Hij zal de rest doen.
Wat we doen is zo weinig
dat het lijkt alsof we voortdurend falen.
Maar Hij faalde ook.
Hij ontmoette een ogenschijnlijke mislukking aan het kruis.
Maar tenzij het zaad in de aarde
vat en sterft, is er geen oogst.
En waarom moeten we resultaten zien?
Ons werk is zaaien.
Een andere generatie
zal de oogst binnenhalen.

Tweede lezing: Joh. 18, 33b-37

Overweging

Vandaag viert de kerk het feest van Christus Koning. Koning. Nou zal ik u eerlijk bekennen dat ik als feministische theologe die in een anarchistische leefgemeenschap woont, op zijn zachts  gezegd een ingewikkelde verhouding heb met deze imperialistische titel die Jezus wordt toebedeeld. Maar het rijk waar Jezus over spreekt vindt bij mij veel weerklank. En dat rijk is misschien niet van deze wereld, het is wel voor deze wereld. ‘Een andere wereld is mogelijk zeggen ze in Latijns-Amerika en tegenwoordig klinkt deze spreuk ook in vele activistische grepen. Wij worden geroepen om in deze wereld te blijven geloven. Een wereld met open grenzen, waar iedereen vrij mag bewegen en vrij mag zijn.
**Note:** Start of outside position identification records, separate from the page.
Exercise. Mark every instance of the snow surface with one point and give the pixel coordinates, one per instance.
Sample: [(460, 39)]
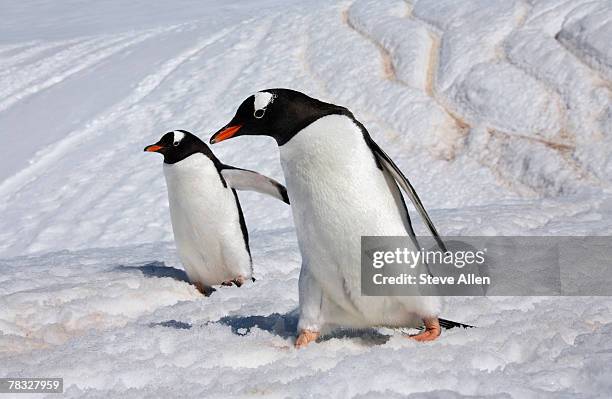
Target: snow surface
[(498, 111)]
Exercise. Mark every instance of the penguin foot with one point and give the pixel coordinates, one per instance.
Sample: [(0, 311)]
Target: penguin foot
[(206, 291), (432, 330), (305, 337), (238, 281)]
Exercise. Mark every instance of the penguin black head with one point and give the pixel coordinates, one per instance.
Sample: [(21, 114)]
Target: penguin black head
[(178, 145), (278, 113)]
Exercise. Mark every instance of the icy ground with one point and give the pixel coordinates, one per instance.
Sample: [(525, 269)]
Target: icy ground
[(499, 112)]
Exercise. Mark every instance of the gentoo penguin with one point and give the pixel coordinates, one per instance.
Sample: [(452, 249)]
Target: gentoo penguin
[(209, 229), (342, 186)]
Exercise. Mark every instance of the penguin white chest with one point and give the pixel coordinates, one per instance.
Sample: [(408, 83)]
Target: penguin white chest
[(335, 185), (338, 194), (205, 221)]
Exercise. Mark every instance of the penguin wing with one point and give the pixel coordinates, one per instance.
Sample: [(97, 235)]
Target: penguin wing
[(390, 167), (243, 179)]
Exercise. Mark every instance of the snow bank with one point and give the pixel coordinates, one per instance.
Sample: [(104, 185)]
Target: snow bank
[(498, 111)]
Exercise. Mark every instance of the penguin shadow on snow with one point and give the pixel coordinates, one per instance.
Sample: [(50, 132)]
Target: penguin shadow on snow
[(285, 326)]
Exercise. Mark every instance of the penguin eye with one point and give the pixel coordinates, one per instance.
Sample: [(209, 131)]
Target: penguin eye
[(259, 113)]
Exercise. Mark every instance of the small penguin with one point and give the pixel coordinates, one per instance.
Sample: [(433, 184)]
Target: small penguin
[(342, 186), (209, 229)]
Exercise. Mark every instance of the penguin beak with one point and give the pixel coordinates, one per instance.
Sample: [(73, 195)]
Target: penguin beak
[(153, 148), (225, 133)]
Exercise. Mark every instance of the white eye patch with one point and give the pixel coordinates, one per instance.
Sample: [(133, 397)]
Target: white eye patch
[(178, 136), (262, 100)]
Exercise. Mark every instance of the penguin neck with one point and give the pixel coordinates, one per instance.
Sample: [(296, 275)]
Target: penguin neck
[(302, 114)]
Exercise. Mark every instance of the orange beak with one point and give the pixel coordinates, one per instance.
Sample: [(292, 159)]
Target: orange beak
[(153, 148), (225, 134)]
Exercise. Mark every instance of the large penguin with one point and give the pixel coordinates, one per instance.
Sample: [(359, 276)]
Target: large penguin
[(342, 186), (209, 229)]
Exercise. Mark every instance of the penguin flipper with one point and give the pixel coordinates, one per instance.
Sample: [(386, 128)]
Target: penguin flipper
[(390, 166), (243, 179)]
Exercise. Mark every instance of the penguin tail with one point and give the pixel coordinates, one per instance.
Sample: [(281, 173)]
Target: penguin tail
[(448, 324)]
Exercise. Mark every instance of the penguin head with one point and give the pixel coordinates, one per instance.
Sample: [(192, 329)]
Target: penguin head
[(278, 113), (178, 145)]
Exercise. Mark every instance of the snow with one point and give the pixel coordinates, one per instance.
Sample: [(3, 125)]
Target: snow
[(498, 111)]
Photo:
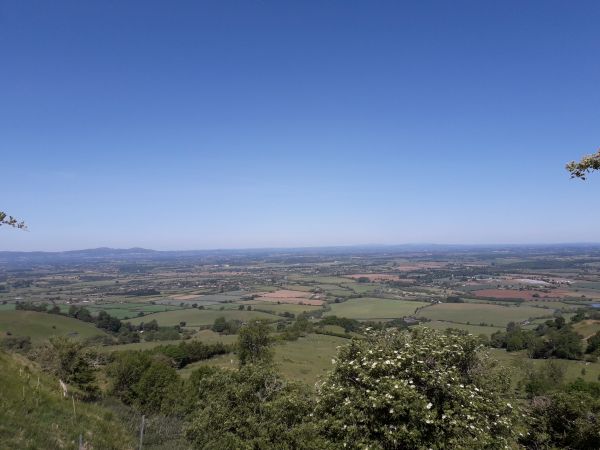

Iedereen hoort erbij! Het lijkt zo vanzelfsprekend, maar hoe dat precies werkt moeten we telkens weer opnieuw leren en ontdekken binnen een systeem dat is gebouwd op het fundament van uitsluiting. Soms denk ik wel eens dat het rijk waar Jezus het over had verdronken is met ieder mens en iedere droom die terug de zee op wordt geduwd en ten onder gaat. Soms voelt het alsof het rijk van God op de bodem van de oceaan ligt. De EU heeft veruit de dodelijkste grens op aarde en die dodelijke grenzen zijn als open wonden op Gods schepping, littekens op het lichaam van God.
In 2024 stierven volgens de International Organisation for Migration ruim 2600 mensen op de vlucht. Een van die mensen is Babakar, de beste vriend en halfbroer van onze huisgenoot Modou. Hij vertrok met 150 mensen vanuit het Senegalese vissersdorp Mbour naar de Canarische eilanden. Bedoeling was om alle mensen naar een grotere boot te brengen. Maar een paar kilometer uit de kust slaat de kleinere boot om.
Ik wil en kan niet denken aan wat er door die mensen heen ging op dat moment. Ik wil wegkijken en aan iets anders denken, maar in plaats daarvan sla ik mijn bijbel open en lees ik een stuk uit psalm 69. “Red mij. O Heer, want het water is me tot de lippen gestegen, Ik zink de diepte in, zonder houvast. In diep water drijf ik, en golven spoelen over me heen, uitgeput ben ik van het roepen, mijn keel is schor. Mijn ogen vermoeid door het uitzien naar mijn God.” (Ps. 69, 2-4)
Vier weken lang stond zijn foto in onze kapel en keek hij ons aan tijdens onze dagelijkse gebeden. De eerste zondag van deze maand herdachten we hem, tijdens de jaarlijkse oecumenische herdenking voor vluchtelingen in de Mozes en Aäronkerk, en met hem alle anderen die stierven aan de hoop. We luisteren naar de verhalen die mensen uit de anonimiteit trekken en ons confronteren met de onvoorstelbare gevolgen van het asielbeleid van ons eigen land en ons met urgentie verzoeken te weigeren elkaar te illegaliseren.
De kerk zit voller dan andere jaren valt ons op. Alsof mensen door de groeiende vijandigheid van het huidige politieke klimaat op zoek zijn naar andere geluiden. Naar plekken om met elkaar te rouwen en verbinden, op zoek naar menselijkheid. Na de herdenking lopen we naar de Amstel om daar bloemen in het water te leggen. Modou loopt voorop met de foto van zijn halbroer en beste vriend in zijn handen.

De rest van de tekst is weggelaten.